The BSE Sensex tumbled 873 points, or 1.06%, to settle at 81,186, and the Nifty50 ended 262 points, or 1.05%, lower at 24,684. The broader market also settled in negative terrain, with the Nifty Midcap100 and Smallcap100 indices sliding by 1.62% and 0.94%, respectively.
On the BSE Sensex pack, barring Tata Steel , Infosys , and ITC , all other 27 constituents ended in the red. The top five losers were Eternal (Zomato) , Maruti Suzuki India , Mahindra and Mahindra , UltraTech Cement , and Power Grid Corporation , falling in the range of 2-4%.
On the other hand, Tata Steel, Infosys, and ITC ended marginally above the base line, paring early gains.
On the sectoral front, weakness was widespread as all indices closing in the red. The worst-hit sectors included automobile, consumption, healthcare, media, and financial services, reflecting heavy profit booking.
“Selling pressure was widespread as participants awaited more clarity on the India-U.S. trade agreement. Given the current premium valuations and delays in the trade deal, we foresee a phase of short-term consolidation, which may lead FIIs to scale back their positions in the domestic market," said Vinod Nair, Head of Research, Geojit Investments.
Ajit Mishra – SVP, Research, Religare Broking, said the decline reflects rising caution among market participants in the absence of any major domestic triggers and amid global uncertainties. Intermediate volatility in the US markets and concerns over the potential impact of the US-China trade deal on foreign institutional inflows into emerging markets, including India, also weighed on sentiment, he said.
“We believe investors should not overreact to the recent dip and instead wait for clearer signals. While the breach of the 24,800 mark in Nifty has dampened near-term momentum, the short-term trend remains positive as long as the index holds above the 24,400 level decisively. In the meantime, we advise traders to avoid aggressive long positions and focus on sectors or themes that are showing relative strength,” he added.

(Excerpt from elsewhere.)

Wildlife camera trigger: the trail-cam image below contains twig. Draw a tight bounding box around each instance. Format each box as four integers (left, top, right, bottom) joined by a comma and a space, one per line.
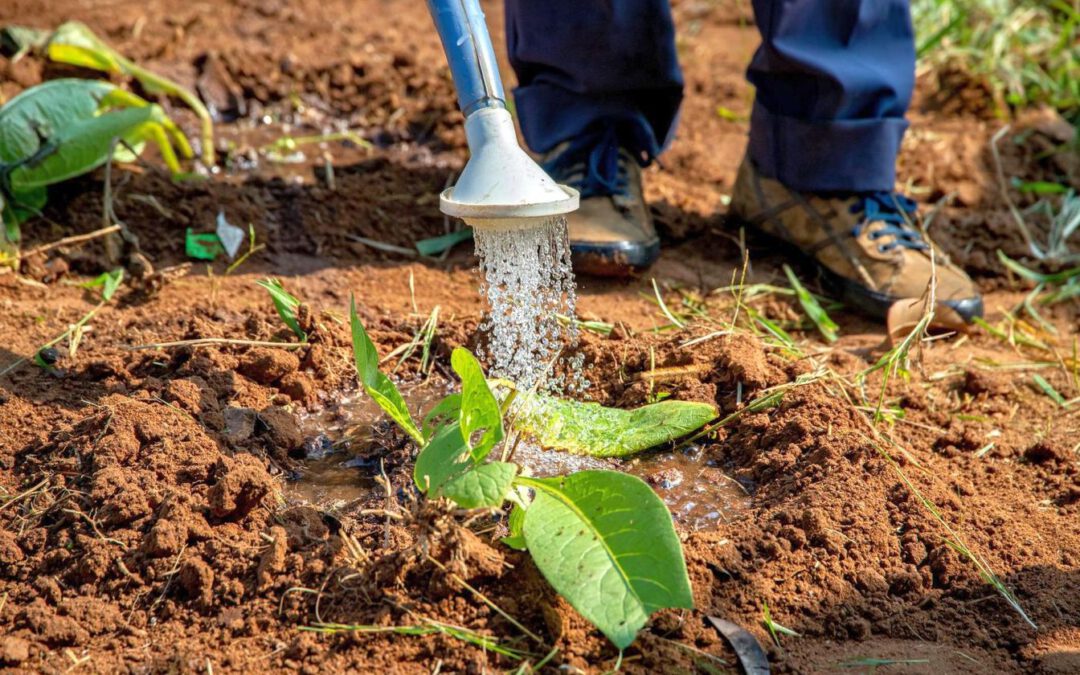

Technically, Nifty slipped today after two days of consolidation, bogged down by broad-based selling and weakening market breadth, said Rupak De, Senior Technical Analyst at LKP Securities.
“Despite this decline, the short-term trend remains strong, although there is a possibility of a deeper pullback toward the 21-day EMA on the daily timeframe. The negative divergence on the daily RSI has added to the bearish sentiment. If Nifty sustains below 24,700, the correction could extend further, potentially towards 24,300. However, if the index moves back above 24,700, it may signal a return to a consolidation phase," De pointed out.
On the derivatives front, the market breadth was extremely weak, with only 18 stocks advancing against 202 declining. Open interest spurt was seen in RBL Bank, Zydus Life, DLF, Astral, and Hindalco. “The highest open interest buildup on the call side is at 25,000, while put writing is concentrated at 24,500 and 24,000, indicating key support zones ahead. The Put-Call Ratio (PCR) dropped to 0.48,” said Sundar Kewat, Technical and Derivatives Analyst, Ashika Institutional Equity.